Monday, January 8, 2018

Black Light Express by Phillip Reeve


From my recent review of Black Light Express for Locus:


Philip Reeve’s absolutely incredible world building again takes center stage in Black Light Express, the sequel to Railhead. The second book picks up soon after the events that brought Railhead to a stunning close, with former thief and unwitting catalyst Zen Starling having fled the Network Empire along with Nova, his android girlfriend. Meanwhile, completely against her will, Threnrody Noon, the Paris Hilton of the empire-controlling Noon family, has assumed the position of Empress. She is only a pawn of more powerful interests however and virtually trapped in the palace attending a haze of pointless engagements while her former fiance, Kobi, is on the other side of the galaxy about to be forced into a corporate approved marriage with someone he has never met. Basically, the fallout from Railhead is reverberating across all the lives of the major characters while, unknown to them, it’s about to get a lot lot worse. 

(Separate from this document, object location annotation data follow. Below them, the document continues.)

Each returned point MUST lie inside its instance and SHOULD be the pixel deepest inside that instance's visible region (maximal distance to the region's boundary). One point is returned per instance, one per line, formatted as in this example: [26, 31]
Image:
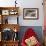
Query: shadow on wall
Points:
[37, 29]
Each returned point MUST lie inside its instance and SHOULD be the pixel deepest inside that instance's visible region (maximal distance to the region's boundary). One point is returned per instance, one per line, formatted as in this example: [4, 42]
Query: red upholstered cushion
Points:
[29, 33]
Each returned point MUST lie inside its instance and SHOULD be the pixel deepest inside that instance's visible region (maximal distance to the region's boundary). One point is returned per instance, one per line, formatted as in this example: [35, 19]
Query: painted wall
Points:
[23, 29]
[26, 4]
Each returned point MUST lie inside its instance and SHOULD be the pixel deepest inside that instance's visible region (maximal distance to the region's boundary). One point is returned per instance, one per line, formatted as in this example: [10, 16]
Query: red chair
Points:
[29, 33]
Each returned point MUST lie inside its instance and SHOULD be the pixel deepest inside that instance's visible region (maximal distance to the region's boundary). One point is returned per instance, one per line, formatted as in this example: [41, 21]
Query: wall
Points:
[26, 4]
[35, 28]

What Black Light Express (and the first book, Railhead), offers readers is sentient trains, a vapid rich girl who decides she doesn't want to be a pawn anymore, political machinations, alien technology, aliens, dinosaur-descended aliens, human-android romance, the fact that the human-android romance is the best kind of romance, more stupid rich people, the satisfaction of rich people losing because they are stupid, a protagonist who is smart and scrappy and more than willing to walk on the wrong side of the law because playing by the rules gets you only so far (and those rich jerks are the ones who wrote the rules in the first place).

Oh - and a train is killed and that is far more upsetting than you would think. 

As I wrote in my review, I'm really surprised that these books are not more well known. They  are excellent SF (which is not too common in the YA literary world) as well as being excellent political mirrors for much of modern society. Check them out!